Novel role for the N-terminus domain of the a2 isoform of vacuolar ATPase in interleukin-1β production

Interleukin-1β (IL-1β) is a mediator cytokine that is released by macrophages and epithelial cells in pregnancy and tumorigenesis before antigen recognition. a2V-ATPase is a protein expressed during pregnancy and tumorigenesis and has a novel role in immune regulation. It is expressed as a 70 kDa molecule in intracellular vesicles. Upon cell stimulation it migrates to the surface followed by the cleavage of a 20 kDa portion (a2 N-terminus domain, a2NTD). This study aimed to determine whether a2NTD could induce IL-1β production in immune cells. Peripheral blood mononuclear cells (PMBC) were stimulated with a2NTD and analyzed for cytokine gene expression by gene arrays. Supernatants were analyzed for IL-1β by enzyme-linked immunosorbent assay, and cells were analyzed for intracellular expression of IL-1α, IL-1β, and TNF-α by flow cytometry.

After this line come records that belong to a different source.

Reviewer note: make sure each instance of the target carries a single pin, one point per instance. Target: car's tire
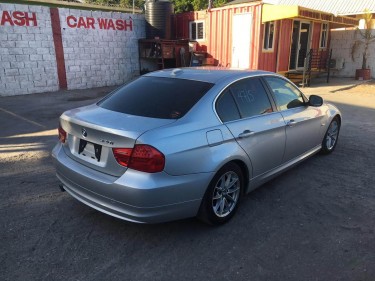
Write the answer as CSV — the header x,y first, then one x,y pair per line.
x,y
222,196
331,136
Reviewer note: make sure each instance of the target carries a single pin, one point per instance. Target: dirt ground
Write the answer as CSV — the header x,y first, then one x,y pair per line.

When PBMC were cultured with a2NTD, there was a 2.5-fold increase in IL1A and IL1B gene expression and no induction of TNF gene expression. There was a 72-fold increase in IL-1β in supernatants of PBMC cultured with a2NTD. Finally, there was a 204-fold increase in intracellular expression of IL-1β in monocytes incubated with a2NTD. These results indicate a regulatory role for a2NTD in IL-1 cytokine production and suggest a unique role for this molecule in inflammation.